Pogoda coraz bardziej zachęca do wyjścia na zewnątrz. Słońce za oknem kusi, a kwarantanna staje się bardziej dokuczliwa. Szczególnie dla osób, które nie mieszkają w domu z ogrodem. Chętnie spędzalibyśmy wiosenne dni spacerując lub opalając się w parkach i na bulwarach.
Ważne jednak jest, by mimo wszystko pozostać w domach i przestrzegać zakazów dotyczących przebywania na terenach zielonych.
Dlaczego nie można się opalać lub siedzieć w parku?
Miliony kluczowych pracowników - oczywiście personel medyczny, ale także farmaceuci, pracownicy opieki oraz pracownicy supermarketów i dostawcy - ryzykują zdrowiem i życiem w walce z koronawirusem.

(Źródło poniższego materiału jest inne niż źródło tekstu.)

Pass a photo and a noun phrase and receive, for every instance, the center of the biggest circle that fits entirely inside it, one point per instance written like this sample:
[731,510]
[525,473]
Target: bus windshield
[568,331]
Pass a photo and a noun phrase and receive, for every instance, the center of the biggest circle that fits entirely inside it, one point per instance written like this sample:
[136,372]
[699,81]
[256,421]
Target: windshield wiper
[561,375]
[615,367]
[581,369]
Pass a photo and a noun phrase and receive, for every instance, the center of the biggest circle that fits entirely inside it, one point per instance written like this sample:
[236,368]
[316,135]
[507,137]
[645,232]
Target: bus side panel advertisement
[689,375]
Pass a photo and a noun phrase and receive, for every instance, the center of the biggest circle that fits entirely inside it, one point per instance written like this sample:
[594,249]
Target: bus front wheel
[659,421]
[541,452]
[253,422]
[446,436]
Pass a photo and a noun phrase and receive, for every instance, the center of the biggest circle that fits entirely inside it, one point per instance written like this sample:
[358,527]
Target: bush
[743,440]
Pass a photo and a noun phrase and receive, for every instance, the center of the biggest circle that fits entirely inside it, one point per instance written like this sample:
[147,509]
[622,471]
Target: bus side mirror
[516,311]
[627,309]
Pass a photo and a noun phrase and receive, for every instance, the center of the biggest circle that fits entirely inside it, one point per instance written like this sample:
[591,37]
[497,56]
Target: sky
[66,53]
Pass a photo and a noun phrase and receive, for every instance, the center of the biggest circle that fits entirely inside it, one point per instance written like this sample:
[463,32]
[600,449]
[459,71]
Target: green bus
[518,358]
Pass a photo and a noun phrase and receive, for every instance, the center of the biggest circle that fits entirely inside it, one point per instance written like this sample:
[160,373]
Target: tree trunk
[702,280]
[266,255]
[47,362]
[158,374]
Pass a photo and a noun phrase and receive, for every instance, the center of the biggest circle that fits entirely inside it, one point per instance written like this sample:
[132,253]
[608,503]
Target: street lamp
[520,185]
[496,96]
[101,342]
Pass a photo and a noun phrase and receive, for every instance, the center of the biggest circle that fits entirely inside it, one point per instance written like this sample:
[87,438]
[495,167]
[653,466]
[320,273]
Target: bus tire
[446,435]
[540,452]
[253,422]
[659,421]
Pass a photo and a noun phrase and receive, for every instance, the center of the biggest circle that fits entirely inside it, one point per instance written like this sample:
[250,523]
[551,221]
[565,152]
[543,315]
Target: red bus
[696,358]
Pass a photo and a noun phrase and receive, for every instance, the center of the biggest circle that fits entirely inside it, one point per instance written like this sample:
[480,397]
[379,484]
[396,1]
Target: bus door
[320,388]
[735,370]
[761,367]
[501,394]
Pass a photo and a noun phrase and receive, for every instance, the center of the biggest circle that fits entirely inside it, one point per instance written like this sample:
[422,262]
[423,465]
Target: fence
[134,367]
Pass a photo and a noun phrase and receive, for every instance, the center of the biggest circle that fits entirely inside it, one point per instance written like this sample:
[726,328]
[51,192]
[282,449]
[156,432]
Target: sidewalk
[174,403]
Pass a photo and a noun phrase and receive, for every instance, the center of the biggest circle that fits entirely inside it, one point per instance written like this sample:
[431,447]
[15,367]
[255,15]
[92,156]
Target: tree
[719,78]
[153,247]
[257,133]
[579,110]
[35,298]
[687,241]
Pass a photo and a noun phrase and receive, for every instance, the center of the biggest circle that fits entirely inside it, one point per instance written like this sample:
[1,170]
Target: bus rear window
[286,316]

Dla reszty z nas przekaz jest jasny - pozostanie w domu to najlepszy sposób na poradzenie sobie z sytuacją. Dystans społeczny jest kluczem do spłaszczenia krzywej zarażeń. Eksperci przedstawiają rozprzestrzenianie się wirusa w odniesieniu do ilości osób, które jedna osoba może zarazić. Celem blokady jest zmniejszenie tej wartości poniżej 1, co oznacza, że jedna osoba zaraża mniej niż jedną inną osobę, a ogólna liczba przypadków spada.

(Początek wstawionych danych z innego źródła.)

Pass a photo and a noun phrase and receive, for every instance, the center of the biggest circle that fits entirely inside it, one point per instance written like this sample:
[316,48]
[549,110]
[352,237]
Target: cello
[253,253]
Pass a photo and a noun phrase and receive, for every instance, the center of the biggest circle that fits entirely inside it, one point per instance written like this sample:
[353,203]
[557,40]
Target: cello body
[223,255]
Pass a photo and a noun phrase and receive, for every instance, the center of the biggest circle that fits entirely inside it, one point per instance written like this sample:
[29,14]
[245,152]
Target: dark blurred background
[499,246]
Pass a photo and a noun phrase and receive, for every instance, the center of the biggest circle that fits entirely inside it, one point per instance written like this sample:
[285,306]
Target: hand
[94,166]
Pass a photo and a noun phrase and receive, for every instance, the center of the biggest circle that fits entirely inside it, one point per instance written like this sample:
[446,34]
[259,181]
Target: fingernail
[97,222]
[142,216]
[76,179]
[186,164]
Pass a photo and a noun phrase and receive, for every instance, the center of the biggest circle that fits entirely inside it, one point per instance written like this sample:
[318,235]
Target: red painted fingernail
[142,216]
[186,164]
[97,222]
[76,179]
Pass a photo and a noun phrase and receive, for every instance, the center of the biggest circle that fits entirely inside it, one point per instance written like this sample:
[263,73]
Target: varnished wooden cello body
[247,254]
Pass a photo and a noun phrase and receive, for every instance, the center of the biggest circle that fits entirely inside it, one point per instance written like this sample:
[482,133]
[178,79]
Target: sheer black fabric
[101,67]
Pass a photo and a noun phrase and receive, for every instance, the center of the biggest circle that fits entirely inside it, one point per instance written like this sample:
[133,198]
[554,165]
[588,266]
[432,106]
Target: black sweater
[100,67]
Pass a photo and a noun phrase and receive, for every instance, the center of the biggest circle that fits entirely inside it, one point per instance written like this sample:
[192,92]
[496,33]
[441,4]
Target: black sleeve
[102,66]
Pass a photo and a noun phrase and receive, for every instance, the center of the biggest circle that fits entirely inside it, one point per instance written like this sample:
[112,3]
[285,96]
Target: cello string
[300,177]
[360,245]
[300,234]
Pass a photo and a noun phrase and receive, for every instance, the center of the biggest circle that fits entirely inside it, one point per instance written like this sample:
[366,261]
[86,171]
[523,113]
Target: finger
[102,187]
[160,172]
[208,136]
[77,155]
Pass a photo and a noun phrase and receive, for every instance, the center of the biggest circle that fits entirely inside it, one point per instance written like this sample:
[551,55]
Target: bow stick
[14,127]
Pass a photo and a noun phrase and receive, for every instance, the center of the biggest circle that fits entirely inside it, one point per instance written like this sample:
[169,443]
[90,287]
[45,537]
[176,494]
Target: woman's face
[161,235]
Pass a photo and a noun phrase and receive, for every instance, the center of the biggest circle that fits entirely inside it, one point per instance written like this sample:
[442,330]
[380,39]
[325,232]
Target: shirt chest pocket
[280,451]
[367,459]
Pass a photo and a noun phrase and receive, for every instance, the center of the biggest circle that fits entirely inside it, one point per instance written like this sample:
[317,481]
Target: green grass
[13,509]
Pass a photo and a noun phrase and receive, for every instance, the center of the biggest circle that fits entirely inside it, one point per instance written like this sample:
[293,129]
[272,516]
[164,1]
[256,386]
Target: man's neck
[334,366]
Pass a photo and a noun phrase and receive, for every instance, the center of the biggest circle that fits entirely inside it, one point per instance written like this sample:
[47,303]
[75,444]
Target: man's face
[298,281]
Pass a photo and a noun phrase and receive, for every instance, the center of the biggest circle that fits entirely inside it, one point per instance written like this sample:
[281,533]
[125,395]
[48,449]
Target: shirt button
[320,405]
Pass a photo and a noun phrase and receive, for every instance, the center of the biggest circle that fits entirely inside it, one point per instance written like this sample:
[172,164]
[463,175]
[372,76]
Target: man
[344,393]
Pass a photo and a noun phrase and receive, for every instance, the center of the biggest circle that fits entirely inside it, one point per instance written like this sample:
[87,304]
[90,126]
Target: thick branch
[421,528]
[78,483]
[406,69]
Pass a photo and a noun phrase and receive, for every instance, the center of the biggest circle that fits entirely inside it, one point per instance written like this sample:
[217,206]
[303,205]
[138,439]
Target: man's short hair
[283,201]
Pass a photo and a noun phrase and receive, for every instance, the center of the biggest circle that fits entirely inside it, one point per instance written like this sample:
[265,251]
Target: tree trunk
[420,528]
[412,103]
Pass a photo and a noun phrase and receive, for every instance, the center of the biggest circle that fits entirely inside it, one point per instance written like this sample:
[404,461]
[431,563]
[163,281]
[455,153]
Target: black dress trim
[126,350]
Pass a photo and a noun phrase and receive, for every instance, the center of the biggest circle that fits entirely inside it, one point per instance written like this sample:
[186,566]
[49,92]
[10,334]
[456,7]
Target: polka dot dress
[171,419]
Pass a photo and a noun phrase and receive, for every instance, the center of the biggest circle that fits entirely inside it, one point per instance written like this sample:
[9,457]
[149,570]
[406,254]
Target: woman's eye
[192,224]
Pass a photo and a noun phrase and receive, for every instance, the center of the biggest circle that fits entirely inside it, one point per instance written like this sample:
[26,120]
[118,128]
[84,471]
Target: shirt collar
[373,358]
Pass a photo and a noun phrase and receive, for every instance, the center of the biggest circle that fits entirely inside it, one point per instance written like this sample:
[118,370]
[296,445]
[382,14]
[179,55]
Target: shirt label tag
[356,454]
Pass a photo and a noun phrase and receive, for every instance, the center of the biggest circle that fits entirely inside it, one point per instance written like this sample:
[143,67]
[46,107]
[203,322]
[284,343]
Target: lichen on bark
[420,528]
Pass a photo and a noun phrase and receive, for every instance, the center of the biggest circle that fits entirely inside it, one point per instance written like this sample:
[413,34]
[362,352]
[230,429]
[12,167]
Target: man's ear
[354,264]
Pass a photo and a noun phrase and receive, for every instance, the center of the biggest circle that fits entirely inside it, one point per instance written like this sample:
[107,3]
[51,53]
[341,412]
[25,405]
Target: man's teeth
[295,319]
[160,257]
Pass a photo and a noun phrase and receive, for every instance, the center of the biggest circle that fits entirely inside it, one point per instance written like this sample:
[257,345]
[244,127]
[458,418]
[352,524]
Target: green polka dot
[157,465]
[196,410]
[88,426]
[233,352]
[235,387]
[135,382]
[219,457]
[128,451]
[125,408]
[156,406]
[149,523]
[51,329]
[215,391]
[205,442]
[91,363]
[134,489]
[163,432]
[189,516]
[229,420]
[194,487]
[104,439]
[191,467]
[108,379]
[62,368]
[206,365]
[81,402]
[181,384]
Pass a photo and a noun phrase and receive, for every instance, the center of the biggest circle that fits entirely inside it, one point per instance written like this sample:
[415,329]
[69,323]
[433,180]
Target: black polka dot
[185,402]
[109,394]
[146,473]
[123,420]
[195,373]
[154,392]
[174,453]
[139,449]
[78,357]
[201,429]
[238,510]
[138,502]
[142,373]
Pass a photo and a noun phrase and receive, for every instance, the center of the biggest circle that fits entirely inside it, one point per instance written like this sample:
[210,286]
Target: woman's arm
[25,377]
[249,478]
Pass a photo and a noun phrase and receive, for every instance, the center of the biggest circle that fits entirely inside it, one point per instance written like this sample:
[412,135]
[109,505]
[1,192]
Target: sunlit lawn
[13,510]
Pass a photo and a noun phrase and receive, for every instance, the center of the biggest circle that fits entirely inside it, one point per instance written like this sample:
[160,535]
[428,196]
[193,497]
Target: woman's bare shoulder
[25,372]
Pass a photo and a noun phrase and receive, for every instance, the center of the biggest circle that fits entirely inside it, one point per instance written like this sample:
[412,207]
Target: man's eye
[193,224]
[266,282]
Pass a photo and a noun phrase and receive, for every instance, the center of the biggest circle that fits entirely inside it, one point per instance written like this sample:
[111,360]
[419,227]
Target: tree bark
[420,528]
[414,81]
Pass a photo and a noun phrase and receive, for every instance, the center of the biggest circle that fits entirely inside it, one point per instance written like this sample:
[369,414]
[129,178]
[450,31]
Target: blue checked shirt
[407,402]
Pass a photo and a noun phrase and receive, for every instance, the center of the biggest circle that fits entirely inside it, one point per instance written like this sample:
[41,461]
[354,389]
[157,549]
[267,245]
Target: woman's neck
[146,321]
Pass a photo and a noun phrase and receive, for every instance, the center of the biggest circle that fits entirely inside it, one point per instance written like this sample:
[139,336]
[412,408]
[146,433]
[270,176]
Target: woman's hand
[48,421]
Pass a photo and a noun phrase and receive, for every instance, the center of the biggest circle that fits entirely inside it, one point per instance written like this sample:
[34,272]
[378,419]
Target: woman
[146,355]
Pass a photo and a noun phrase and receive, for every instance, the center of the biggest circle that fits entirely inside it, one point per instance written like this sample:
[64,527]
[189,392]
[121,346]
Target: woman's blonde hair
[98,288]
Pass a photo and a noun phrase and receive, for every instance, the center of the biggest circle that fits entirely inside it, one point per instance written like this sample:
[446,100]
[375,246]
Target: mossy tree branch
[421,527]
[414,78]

Zmaganie to jest szczególnie trudne dla osób bez ogrodów, balkonów i przestrzeni, w których mogą zażyć trochę słońca. Można jednak pomyśleć o opalaniu w kategorii luksusu. Takiego samego, jakim byłoby obecnie pójście do kina, kawiarni, czy teatru.
Niektórzy pytają, dlaczego można wyjść do supermarketu, ale nie można siedzieć i opalać się na zewnątrz. Rządowe wytyczne mówią, że powinniśmy chodzić do sklepów tylko po niezbędne artykuły - na przykład żywność oraz produkty, które utrzymają nas i nasze domy w czystości i bezpieczeństwie.

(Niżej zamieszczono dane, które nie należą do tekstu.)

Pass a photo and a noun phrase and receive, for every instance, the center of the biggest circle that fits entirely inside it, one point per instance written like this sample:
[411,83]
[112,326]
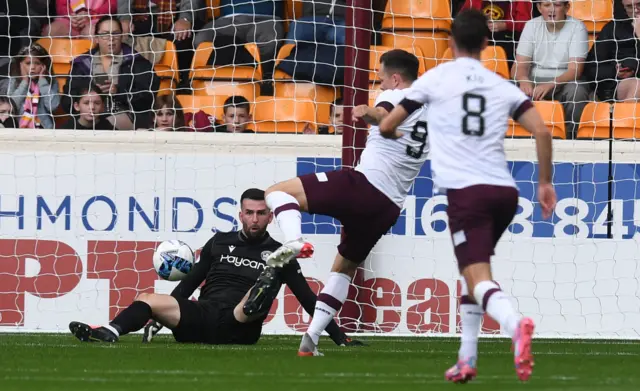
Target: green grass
[59,362]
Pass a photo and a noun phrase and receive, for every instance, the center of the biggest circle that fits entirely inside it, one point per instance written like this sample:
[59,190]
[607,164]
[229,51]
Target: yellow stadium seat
[553,116]
[63,51]
[320,95]
[377,51]
[594,122]
[493,58]
[594,13]
[167,70]
[411,15]
[200,70]
[210,104]
[283,115]
[626,124]
[432,44]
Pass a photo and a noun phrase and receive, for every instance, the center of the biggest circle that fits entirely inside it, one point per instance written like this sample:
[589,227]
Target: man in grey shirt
[550,60]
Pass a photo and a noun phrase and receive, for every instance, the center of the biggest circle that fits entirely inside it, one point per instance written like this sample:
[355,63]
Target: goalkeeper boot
[263,293]
[523,357]
[86,333]
[292,249]
[462,372]
[308,348]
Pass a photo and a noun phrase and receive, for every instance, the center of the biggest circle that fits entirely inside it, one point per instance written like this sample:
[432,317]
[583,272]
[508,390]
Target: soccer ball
[173,259]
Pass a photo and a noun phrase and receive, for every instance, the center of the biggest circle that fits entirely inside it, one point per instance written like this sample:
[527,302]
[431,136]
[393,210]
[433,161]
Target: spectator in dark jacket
[124,75]
[612,63]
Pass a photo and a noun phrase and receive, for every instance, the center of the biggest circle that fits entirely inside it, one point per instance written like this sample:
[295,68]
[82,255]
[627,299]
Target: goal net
[82,207]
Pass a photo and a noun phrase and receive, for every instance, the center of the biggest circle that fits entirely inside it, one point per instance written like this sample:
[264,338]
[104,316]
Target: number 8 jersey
[390,165]
[468,107]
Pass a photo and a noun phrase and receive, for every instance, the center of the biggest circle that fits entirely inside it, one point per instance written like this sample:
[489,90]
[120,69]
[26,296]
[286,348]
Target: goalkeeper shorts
[213,323]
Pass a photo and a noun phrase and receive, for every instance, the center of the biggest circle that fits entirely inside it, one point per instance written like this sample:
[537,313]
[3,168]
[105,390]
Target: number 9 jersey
[468,107]
[390,165]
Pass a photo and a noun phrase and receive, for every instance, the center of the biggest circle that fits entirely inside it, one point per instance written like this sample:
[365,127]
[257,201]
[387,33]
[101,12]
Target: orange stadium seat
[493,58]
[625,121]
[433,45]
[411,15]
[377,51]
[594,122]
[594,13]
[63,51]
[213,9]
[553,116]
[227,80]
[210,104]
[167,70]
[201,70]
[284,115]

Innym problemem związanym z przebywaniem w parku, nawet gdy dystans społeczny jest zachowany, jest to, że „daje się przykład” innym. Jeśli jedna wypoczywa na zewnątrz, zachęca inne osoby do podobnego zachowania. W tłumie dystans społeczny staje się trudniejszy. A im dłużej ludzie przebywają obok siebie, tym większa szansa na kontakt. Nieistotne wycieczki na zewnątrz zwiększają prawdopodobieństwo rozprzestrzeniania się wirusa między gospodarstwami domowymi i kontynuacji pandemii.
Osoby łamiące te zasady zwiększają rozprzestrzenianie się wirusa, szkodzą społeczności i jeszcze bardziej narażają służby działające na pierwszej linii frontu. Prosimy więc – zostań w domu.
A jeśli nadal masz ochotę opalać się w miejscu publicznym w weekend czy w święta, warto pamiętać: nie jesteśmy więzieni w naszych domach, tylko jesteśmy w nich bezpieczni.